The book Profiles in Ethnology is an overview from 1978 of hunter-gatherer and primitive agriculturalists from around the world. It contains a lot of profiles that might be of interest to those studying ancestral health paradigms, such as the !Kung, Eskimos, or Andaman Islanders. However, I was interested in it for its profile of the reindeer Tungus of Siberia.
The reindeer Tungus of Siberia are not the same people as the Tsaatan or Dukha of Mongolia and the Tuvans.
For the geographic differentiation, see the map at right: Tungus are in green and red, while the Tuvans are located in the northwest of Mongolia and in Tuva.
However, reindeer herding is sort of a trans-eurasian phenomenon across the north. As this profile points out, differences seem to be largely due to the influence of people to the south. So, for example, in the far east of Siberia, reindeer herders use the animals mostly at pack animals, while in the far west, reindeer herders (the Sami in this case) use their animals more like their southern neighbors in Scandinavia use domesticated animals.
In Asia north of Mongolia, reindeer herders have cultural artifacts similar to Mongolian ones and live a life of nomadic herding rather like the Mongolians to the south. This is true of the Tuvan peoples as well, so the Tungus and Tuvans do have some cultural connections. Their distinguishing characteristics from an anthropological perspective are linguistic. Tungusic language is a third branch of the Altaic group, along with the Mongolic and Turkic branches. Tuvan language is Turkic.

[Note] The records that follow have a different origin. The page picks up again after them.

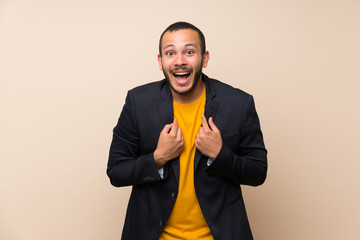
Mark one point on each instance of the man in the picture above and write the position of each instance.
(186, 144)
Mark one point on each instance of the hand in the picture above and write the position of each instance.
(170, 144)
(208, 139)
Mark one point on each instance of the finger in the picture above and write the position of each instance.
(204, 123)
(174, 128)
(179, 134)
(212, 124)
(167, 128)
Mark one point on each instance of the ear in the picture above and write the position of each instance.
(159, 61)
(205, 57)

Interestingly, the word "shaman" comes from the Tungusic-Tuvan cultural heritage. The reindeer herders believe some people are priviledged with special abilities to communicate with the spirit world (e.g., ancestors) via trance states. Apparently, "shaman" came into English via Russian, as Russians had the first western contacts with these peoples.
There's not much else to say here, unless I start repeating details of Tungus culture, which you should read about in the book (only $0.01 on Amazon). Other chapters that looked interesting to me were ones on primitive Irish countrymen and on the "Kingdom of Siam," i.e. Thailand. Having been to modern Thailand, it is surprising to have "Siamese" listed among ethnologies of "primitive" people. Of course, the book is from 1978.
Again, recommended to those interested in ancestral health. Not so much for health care workers otherwise.